Когда на две, на три секунды у нас случалась тишина: не стучали молотки, не визжали рубанки и пилы, — через стены к нам стали доноситься какие-то звуки. И чем дальше, тем они становились явственней и громче. Гудит. Гудит. Гудит. Мы понимали, что это гомон человеческой речи… «Значит, не все пропало, — подумал я, — может быть, и праздник состоится по-настоящему…» Вместе с говором и шумом, который все усиливался за стенами, ко мне в грудь проникало новое чувство, я замечал, что у меня хоть и медленно, а все-таки пропадает, рассеивается понемногу то гнетущее, мучительное состояние, с которым я шел сюда, которым полон был до этой минуты.

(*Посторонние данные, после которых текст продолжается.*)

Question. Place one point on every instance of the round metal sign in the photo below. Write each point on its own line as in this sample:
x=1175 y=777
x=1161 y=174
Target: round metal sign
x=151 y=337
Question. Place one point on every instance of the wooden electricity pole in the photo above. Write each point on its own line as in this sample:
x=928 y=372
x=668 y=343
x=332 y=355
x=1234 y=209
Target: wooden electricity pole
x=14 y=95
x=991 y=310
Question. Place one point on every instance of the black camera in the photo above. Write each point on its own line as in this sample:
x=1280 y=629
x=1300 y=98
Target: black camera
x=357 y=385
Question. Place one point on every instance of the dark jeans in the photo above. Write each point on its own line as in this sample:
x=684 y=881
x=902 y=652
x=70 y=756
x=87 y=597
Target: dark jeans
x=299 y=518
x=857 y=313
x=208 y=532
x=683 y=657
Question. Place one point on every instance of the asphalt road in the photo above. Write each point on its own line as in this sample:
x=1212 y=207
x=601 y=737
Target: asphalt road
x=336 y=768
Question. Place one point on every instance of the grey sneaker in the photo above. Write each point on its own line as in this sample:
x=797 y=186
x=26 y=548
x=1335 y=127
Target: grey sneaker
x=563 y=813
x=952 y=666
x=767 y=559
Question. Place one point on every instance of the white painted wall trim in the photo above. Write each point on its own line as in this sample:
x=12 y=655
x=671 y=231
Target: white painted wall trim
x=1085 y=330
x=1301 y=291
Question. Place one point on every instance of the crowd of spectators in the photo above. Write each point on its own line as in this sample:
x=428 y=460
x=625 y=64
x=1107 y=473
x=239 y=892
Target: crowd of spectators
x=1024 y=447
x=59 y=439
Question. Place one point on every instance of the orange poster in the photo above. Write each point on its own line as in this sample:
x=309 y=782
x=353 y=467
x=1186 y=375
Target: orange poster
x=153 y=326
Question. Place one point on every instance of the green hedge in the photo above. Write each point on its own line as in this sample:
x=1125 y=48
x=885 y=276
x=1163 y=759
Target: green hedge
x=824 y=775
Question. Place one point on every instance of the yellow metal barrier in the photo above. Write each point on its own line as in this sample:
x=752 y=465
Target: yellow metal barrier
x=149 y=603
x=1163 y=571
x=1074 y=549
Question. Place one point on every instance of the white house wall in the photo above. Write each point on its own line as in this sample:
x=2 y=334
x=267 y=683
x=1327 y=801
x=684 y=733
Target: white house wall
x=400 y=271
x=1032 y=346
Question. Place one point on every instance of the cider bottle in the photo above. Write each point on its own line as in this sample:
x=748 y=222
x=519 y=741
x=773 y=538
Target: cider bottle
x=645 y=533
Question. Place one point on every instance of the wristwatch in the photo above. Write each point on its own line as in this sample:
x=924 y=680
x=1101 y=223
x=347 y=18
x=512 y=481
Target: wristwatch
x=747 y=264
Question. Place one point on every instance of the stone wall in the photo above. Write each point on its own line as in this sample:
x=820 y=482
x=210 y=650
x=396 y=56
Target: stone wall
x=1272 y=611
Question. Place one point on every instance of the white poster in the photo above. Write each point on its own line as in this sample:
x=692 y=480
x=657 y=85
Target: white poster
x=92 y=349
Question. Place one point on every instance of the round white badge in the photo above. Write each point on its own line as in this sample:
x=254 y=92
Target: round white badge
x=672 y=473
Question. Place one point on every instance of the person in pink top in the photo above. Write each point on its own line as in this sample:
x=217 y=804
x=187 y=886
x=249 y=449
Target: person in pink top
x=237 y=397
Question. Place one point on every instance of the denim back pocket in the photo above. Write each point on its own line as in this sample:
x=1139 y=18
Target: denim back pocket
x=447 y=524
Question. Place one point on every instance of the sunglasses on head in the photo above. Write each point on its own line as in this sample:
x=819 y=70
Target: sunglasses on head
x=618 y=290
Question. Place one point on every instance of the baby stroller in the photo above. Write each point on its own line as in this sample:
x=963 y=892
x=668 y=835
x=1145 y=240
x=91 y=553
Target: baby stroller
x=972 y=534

Кончена работа. Мы достроили, что хотели. Я бегу обратно длинным мрачным коридором, и он мне кажется уже совсем не таким отвратительным, как прежде. Лишь только поднялся по ступенькам — прямо к окну. А окно смотрит в фабричный двор. Двор переполнен рабочими.

«Да что же это такое? — чуть не крикнул я. — Неужели правда? Значит, ни слякоть, ни дождь, ни хмурое небо — ничто нипочем…»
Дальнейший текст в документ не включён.